Invoices - API Documentation
In the last tutorial we had set up the data pipeline for invoices. The daily pipeline will take care of loading the data going forward. This tutorial will help us load the the historical invoice data for our analysis.
Pipeline Requirements
Pipeline Schedule - Run it only once and load the data for 2022 and 2023.
Data fetch strategy: We want to fetch all the Invoice records that have been created or modified between 1st Jan 2022 and 31st Dec 2023. The historical load will follow the same dedupe strategy as our invoices pipeline. We will be loading the historical data using invoices pipeline set up in the previous tutorial
Data Schema requirements: The API response might have evolved over time. Records from 2022 might be missing a few fields as compared to 2023. The schema evolution should be handled automatically.
Data Storage
Azure Blob - In the Azure blob create a folder for Invoices. Within Invoices folder create a folder for every day's data run.

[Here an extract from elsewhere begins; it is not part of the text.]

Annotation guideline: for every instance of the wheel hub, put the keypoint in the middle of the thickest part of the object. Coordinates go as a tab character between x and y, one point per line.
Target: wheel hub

AzureSQL - Create a new table - "invoices" in "servicetitan" schema and write the data to it.
Historical load set up
Our invoices pipeline takes a field - "modifiedOn" as a parameter. The parameter value is provided to the pipeline using a variable - "yesterday".
If our variable has a value - 01-01-2022 then the pipeline will load the data for 1st Jan 2022, if the variable value is 02-01-2022 then the pipeline will load the data for 2nd Jan 2022 and so on.
If we can submit a pipeline for each of the dates starting from 1st Jan 2022 to 31st Dec 2023, this will help us load the historical data.
In order to run historical load navigate to your Integrations -> {{Your integration}} -> Invoices -> three dots to the extreme right.
- A new blade will open listing down the variables in your pipeline. Here we have "yesterday" and "folder_format" variables.
Select the "yesterday" variable and fill in the values as shown.
Skip Time Unit is 1 day. This implies ELT Data will submit a pipeline run for each of dates between 1st Jan 2022 (Start Value) and 31st Dec 2023 (End Value). Here ELT Data will submit 730 pipeline runs each for 01-01-2022, 02-01-2022, 03-01-2022, ....... 31-12-2023
Ignore the variable used for defining the folder format or specify a pattern if you want a separate folder nomenclature for historical load.
Save the pipeline and ELT Data will run the Invoices pipeline for 730 different dates.
The 730 pipeline runs will run sequentially. This is avoid any race conditions between different pipeline runs acting on the same data.
The dedupe logic and the destination will be picked up from the Invoices Pipeline configuration.
Historical loads are usually long running processes. Please make sure you allocate enough time and capacity while running historical loads.